Berlin in 1939 is a city of fear. Wealth, status and intelligence count for nothing in the face of hostility and antipathy towards people of the Jewish faith. For many families the only option is to flee the country. But who will take them? Other countries are not falling over themselves to provide a refuge.
For the Rosenthal family, salvation beckons when they gain coveted visas enabling them to enter Cuba, from where they will head to the United States. Leaving their classy apartment and precious heirlooms behind to be snaffled by the Nazi regime, they board the SS St. Louis, a luxurious transatlantic liner, and head for asylum. But before they can dock, the Cuban government changes its mind, leaving the 900 passengers in limbo.
After a tense period 12 -year-old Hannah Rosenthal and her mother are allowed entry but her professor father is barred because he has a different type of visa. The ship’s captain has little choice but to return to Europe with almost a full complement of passengers. Professor Rosenthal and Hannah’s best friend Leo sail away from Cuba, fearing imprisonment or death.

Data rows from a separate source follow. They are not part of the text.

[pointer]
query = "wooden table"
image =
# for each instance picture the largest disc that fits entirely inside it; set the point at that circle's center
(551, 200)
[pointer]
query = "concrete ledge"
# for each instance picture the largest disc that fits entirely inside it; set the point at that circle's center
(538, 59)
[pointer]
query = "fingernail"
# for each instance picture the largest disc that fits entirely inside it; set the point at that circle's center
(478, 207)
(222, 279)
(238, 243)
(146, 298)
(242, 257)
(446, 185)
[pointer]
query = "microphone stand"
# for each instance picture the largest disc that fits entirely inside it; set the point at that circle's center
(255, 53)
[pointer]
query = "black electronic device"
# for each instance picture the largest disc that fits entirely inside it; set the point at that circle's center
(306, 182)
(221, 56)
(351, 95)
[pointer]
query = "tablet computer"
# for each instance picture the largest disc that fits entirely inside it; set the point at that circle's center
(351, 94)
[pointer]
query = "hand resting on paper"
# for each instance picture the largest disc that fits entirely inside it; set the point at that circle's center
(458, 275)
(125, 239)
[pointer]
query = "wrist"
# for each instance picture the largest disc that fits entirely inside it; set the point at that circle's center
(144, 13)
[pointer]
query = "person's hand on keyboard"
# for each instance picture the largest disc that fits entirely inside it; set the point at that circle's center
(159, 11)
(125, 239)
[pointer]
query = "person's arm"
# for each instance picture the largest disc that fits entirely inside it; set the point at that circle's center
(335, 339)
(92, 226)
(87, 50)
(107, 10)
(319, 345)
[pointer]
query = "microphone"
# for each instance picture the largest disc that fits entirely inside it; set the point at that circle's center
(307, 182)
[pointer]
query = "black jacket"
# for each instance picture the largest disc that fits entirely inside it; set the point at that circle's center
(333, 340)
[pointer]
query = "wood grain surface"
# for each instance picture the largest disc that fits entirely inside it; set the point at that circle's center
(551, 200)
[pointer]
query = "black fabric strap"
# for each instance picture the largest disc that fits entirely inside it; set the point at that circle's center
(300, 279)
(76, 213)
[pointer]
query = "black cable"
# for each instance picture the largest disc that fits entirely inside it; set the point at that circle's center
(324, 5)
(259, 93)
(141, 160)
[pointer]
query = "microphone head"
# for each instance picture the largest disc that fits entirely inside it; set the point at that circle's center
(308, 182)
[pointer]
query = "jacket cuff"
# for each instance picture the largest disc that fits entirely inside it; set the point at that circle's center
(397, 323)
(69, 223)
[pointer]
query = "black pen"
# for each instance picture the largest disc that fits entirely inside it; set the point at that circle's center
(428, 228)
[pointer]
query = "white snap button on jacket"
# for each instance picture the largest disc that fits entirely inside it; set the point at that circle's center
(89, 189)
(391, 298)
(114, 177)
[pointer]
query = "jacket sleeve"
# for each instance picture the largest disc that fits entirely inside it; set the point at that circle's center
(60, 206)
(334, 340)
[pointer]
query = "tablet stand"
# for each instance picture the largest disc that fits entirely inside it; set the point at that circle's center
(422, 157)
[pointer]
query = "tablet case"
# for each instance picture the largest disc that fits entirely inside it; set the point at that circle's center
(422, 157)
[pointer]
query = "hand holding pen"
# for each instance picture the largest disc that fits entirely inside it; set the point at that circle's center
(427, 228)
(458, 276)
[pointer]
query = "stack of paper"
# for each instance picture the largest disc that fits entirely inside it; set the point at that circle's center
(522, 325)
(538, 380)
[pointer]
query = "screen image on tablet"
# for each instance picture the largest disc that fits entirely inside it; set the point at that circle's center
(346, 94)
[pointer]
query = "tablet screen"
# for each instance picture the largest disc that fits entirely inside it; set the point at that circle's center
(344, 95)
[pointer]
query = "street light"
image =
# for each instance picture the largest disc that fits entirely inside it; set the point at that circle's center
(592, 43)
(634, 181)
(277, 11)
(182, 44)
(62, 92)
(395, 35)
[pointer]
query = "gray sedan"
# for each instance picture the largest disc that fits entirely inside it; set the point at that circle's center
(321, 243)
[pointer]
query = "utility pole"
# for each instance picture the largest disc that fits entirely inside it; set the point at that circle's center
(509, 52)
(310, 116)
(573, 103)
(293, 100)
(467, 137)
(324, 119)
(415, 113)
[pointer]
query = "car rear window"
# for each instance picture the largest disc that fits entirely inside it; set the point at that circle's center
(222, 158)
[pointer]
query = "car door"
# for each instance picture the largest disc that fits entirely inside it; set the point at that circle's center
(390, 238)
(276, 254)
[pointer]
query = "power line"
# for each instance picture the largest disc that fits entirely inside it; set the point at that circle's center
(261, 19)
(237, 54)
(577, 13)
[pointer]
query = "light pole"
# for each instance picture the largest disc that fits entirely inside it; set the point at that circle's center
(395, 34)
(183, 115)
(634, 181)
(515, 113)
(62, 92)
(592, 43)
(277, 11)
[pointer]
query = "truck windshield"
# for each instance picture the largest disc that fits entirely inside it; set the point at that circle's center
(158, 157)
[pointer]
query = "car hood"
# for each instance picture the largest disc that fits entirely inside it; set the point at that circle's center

Reading this as a piece of fiction is an emotionally-engaging experience. But it’s made more so by the knowledge that The German Girl is based on a little-known episode that, until the early part of this century, was not even publicly acknowledged. The author Armando Lucas Correa, who is editor-in-chief of People en Español, has clearly based his debut novel on extensive research. The back of the book comes with an extensive historical note about the whole episode and what happened to the passengers after they left Cuba. But what touched me was to find a page bearing the signatures of all the passengers on the ship and numerous photographs showing them on board the ship.
Correa has chosen to tell his story through the eyes of two teenage girls. Hannah Rosenthal is a thoughtful but determined girl, fiercely loyal to her friend Leo and devoted to her father. Her relationship with her mother is more distant. Hannah constantly comments on how her mother acts as if she is on a stage, choosing her outfits carefully and deliberately waiting to be the last to board the ship so that all eyes will be upon her. She begins her story in dramatic fashion: “I was almost twelve years old when I decided to kill my parents.”
It’s a reflection of her desperation and unhappiness at having to love her home in Berlin even though she is frightened by the red and black flags draped along every street. Leo is her salvation, a street-wise kid who always seems to know what is going on and who extracts Hannah’s promise that she will never forget him.
Alternating with Hannah’s story is that of Anna Rosen, a 12-year-old girl in present-day New York. Anna’s father died in the attack on the World Trade Centre before Anna was born. Her mother has retreated into herself and the girl is left to suffer alone. One day she receives a package from great-aunt Hannah in Cuba who had acted as a surrogate mother to Anna’s late father. The package contains photographs taken on board a ship. In search of anything that will help her connect with her father, Anna and her mother travel to Cuba to meet Hannah and hear her story. What she reveals is that even in Cuba they were never allowed to forget they were ‘outsiders’.
The dual time narrative unfortunately didn’t work for me. I can see why Correa chose that approach, drawing parallels between the loss that both girls experience and the way they have to grow up quickly to look after their mothers. But Anna’s narrative had little of the drama and pathos that I found with Hannah’s story and the connections were often forced. In fact I don’t think the book would have suffered at all if Anna had been eliminated.
The German Girl was at times a frustrating experience because of that dual-narrator issue but it did get me thinking about the way, even today, refugees are treated.